Arthritis: Symptoms of the disease as it progresses and how to control them
ARTHRITIS is a term that describes joint discomfort and disease. There are over 100 different varieties of arthritis, and it affects people of all ages. Swollen joints, discomfort, stiffness, and a reduced range of motion are all common symptoms.
Arthritis symptoms can appear and disappear, ranging in intensity; for many people, the condition can worsen with time. Chronic pain and impairment can result from severe arthritis. A timely diagnosis, confirmed by your doctor, can help you maintain joint function, mobility, and quality of life. This is because treatment, which could include exercise, weight loss, and medication, can begin.
“Talk to your doctor if you develop arthritis symptoms such as pain, stiffness, or swelling in or around one or more of your joints,” the Centers for Disease Control and Prevention (CDC) advised.
Obesity puts extra strain on the joints, particularly the hips and knees.
Meanwhile, microbiological agents such as bacteria and viruses can infect joints and cause arthritis in some people.
Furthermore, any joint injury can harm a joint, increasing the risk of osteoarthritis, the most frequent type of arthritis in the United Kingdom.
Osteoarthritis is linked to any physical activity that requires repeated knee bending and squatting.
Cigarette smoking can also raise a person’s risk of developing rheumatoid arthritis, which is another frequent form of arthritis.
Exercise is recommended for persons with arthritis, although it can be uncomfortable.
This is why the ideal form of exercise is “joint-friendly activities,” such as:
The CDC stated, “Joint-friendly physical activities are low-impact, which means they put less stress on the body, lowering the chance of injury.”

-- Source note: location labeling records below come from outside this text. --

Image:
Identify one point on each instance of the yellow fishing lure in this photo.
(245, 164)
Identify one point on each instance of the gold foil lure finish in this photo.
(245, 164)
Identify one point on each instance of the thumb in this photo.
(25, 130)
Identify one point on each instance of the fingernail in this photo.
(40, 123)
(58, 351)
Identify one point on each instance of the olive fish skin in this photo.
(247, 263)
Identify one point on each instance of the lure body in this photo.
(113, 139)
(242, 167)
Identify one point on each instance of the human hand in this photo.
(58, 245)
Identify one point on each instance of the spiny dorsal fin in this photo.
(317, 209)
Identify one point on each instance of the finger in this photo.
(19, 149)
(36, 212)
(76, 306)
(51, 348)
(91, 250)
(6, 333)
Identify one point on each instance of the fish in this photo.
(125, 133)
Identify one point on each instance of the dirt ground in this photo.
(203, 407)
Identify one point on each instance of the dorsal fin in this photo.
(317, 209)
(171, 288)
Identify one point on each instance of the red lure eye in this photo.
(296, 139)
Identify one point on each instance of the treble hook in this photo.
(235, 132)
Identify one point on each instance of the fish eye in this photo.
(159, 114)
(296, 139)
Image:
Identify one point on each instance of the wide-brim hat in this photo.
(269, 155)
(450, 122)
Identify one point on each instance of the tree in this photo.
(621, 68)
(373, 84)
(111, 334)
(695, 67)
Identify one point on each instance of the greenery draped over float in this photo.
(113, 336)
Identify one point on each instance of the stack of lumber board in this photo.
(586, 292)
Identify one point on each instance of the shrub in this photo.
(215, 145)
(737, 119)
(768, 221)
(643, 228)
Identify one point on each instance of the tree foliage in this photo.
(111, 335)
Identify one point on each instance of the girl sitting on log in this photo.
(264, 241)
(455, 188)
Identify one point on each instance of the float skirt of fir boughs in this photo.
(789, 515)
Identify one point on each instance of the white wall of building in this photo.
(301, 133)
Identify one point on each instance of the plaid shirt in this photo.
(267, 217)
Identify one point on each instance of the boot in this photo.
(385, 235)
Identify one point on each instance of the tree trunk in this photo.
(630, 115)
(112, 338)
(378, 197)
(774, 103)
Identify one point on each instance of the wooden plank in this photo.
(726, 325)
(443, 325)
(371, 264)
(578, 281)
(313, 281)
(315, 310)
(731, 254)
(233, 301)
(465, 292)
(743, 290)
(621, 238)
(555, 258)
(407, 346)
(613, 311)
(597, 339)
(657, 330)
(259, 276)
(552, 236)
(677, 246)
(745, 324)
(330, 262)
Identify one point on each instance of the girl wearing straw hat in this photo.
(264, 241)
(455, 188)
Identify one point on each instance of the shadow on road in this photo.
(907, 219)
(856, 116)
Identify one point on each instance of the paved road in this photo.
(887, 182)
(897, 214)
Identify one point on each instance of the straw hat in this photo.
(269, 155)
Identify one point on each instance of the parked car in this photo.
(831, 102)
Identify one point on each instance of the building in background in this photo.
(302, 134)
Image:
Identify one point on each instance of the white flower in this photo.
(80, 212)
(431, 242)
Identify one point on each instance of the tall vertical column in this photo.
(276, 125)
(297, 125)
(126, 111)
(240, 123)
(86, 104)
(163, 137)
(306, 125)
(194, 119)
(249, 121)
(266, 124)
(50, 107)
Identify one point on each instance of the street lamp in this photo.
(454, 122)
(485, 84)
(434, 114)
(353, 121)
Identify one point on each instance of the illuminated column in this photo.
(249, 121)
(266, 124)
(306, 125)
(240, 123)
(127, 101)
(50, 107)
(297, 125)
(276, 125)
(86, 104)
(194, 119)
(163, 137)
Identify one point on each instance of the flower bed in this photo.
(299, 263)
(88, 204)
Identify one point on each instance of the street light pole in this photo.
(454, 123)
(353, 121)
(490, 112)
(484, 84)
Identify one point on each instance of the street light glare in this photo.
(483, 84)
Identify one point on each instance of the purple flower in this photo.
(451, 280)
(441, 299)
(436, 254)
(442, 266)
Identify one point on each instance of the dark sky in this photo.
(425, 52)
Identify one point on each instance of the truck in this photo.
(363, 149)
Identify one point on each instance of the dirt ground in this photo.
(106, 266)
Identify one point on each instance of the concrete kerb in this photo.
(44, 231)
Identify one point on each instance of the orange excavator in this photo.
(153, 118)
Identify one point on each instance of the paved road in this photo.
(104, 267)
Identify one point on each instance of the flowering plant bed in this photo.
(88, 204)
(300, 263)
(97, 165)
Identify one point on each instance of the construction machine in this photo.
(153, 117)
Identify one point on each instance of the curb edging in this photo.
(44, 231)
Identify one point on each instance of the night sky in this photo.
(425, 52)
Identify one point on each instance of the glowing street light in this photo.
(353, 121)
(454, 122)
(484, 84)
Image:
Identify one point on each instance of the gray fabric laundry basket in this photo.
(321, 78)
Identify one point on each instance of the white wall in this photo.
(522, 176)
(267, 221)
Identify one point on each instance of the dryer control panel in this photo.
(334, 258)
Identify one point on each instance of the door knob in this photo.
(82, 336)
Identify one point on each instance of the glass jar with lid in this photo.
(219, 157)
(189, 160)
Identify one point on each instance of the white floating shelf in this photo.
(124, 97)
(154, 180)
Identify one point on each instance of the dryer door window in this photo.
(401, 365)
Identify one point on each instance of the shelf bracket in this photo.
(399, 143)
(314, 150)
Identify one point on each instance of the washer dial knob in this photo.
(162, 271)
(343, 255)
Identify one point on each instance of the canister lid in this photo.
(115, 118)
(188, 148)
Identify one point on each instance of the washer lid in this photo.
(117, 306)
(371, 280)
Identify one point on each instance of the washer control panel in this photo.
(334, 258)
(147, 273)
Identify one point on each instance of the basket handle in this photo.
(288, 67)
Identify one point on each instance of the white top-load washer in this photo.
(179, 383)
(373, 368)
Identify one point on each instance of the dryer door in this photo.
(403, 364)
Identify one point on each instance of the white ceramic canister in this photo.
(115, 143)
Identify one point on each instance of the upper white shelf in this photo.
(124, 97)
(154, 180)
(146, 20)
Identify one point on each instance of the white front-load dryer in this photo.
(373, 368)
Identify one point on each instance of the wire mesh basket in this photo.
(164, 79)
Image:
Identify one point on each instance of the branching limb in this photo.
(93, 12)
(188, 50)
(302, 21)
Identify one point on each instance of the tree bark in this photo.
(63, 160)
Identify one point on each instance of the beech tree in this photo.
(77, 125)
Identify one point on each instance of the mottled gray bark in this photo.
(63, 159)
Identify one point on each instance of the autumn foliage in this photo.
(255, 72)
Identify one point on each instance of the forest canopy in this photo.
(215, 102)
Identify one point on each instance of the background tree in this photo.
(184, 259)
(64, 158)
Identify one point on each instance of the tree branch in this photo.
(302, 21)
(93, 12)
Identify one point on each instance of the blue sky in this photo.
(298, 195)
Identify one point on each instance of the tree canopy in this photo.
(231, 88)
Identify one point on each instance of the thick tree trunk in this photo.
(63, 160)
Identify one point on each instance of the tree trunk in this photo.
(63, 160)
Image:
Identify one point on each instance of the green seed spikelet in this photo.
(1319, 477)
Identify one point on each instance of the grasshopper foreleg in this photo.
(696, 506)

Maintaining a healthy level of physical activity can help to delay the onset of arthritis-related impairment.
The CDC recommends exercising safely with arthritis by following the “SMART” method.
Depending on the severity of their joint pain, stiffness, and weariness, people with arthritis may have “good” and “poor” days.
When you’re having a “poor” day, use the SMART approach to change your activity levels.
Aim for 150 minutes of movement every week for “significant health benefits.”
The CDC also recommends doing “muscle-strengthening exercises” twice a week, according to the CDC. This can include things like:
According to the CDC, “flexibility exercises like stretching and yoga are especially useful for persons with arthritis.”
People with arthritis can benefit from daily flexibility exercises to keep their range of motion.
This allows you to carry on with your daily activities, such as housework, hobbies, and “Brinkwire Summary News.”